My impression had been that the parties were going to split the two gubernatorial elections taking place this year, in Virginia and New Jersey. I expected the Democrats to hold on to Virginia, and the Republicans to re-take New Jersey.
But, according to polls reported by Real Clear Politics, Republicans are leading in both of those races, and the G.O.P. is doing slightly better in Virginia than in New Jersey.
In Virginia, Republican former Attorney General Robert McDonnell leads his Democratic opponent, state Senator Creigh Deeds, by 12 percentage points.
Meanwhile, the New Jersey frontrunner, former U.S. Attorney Chris Christie holds an 11.3-point lead over incumbent Democratic Governor Jon Corzine.
As I've previously discussed, personal issues regarding Corzine are a factor in the New Jersey contest. But I suspect that, in both states, voters' perceptions of the parties on the national level are playing a role.

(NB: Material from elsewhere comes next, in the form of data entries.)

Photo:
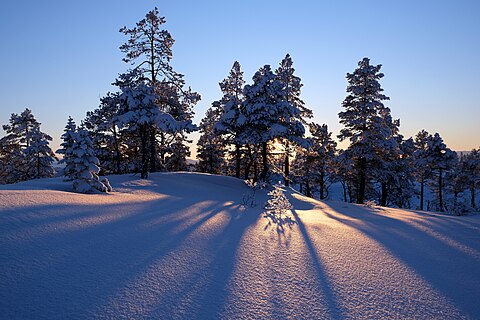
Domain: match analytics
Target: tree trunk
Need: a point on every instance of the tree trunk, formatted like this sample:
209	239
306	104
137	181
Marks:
322	184
422	188
440	195
249	163
344	186
383	200
144	138
117	150
237	161
472	192
263	174
308	193
361	188
287	164
162	149
153	149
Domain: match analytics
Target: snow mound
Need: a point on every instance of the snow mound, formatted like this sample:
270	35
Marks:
183	246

The Democrats have been riding high recently, with large gains in the 2006 and 2008 elections. However, now that they have gotten down to the messy business of governing, those knights in shining armor who rode forward to correct the mistakes of the previous Republican congressional majorities, and of President Bush, have seen their armor get a bit tarnished.
High deficits, and a push to increase the federal government's role in health care, seem to have resurrected fears among middle-ground voters of left-wing extremism. President Obama's personal popularity numbers are falling, and that cannot be good news for the likes of Deeds and Corzine.
As I discussed in this and other posts, the Democrats have had momentum in Virginia recently. But it is in those normally-Republican states that responded to Obama's moderate campaign messages, including Virginia, that we should expect the president to be most vulnerable to decreases in support, due to perceptions of a movement to the left on his part.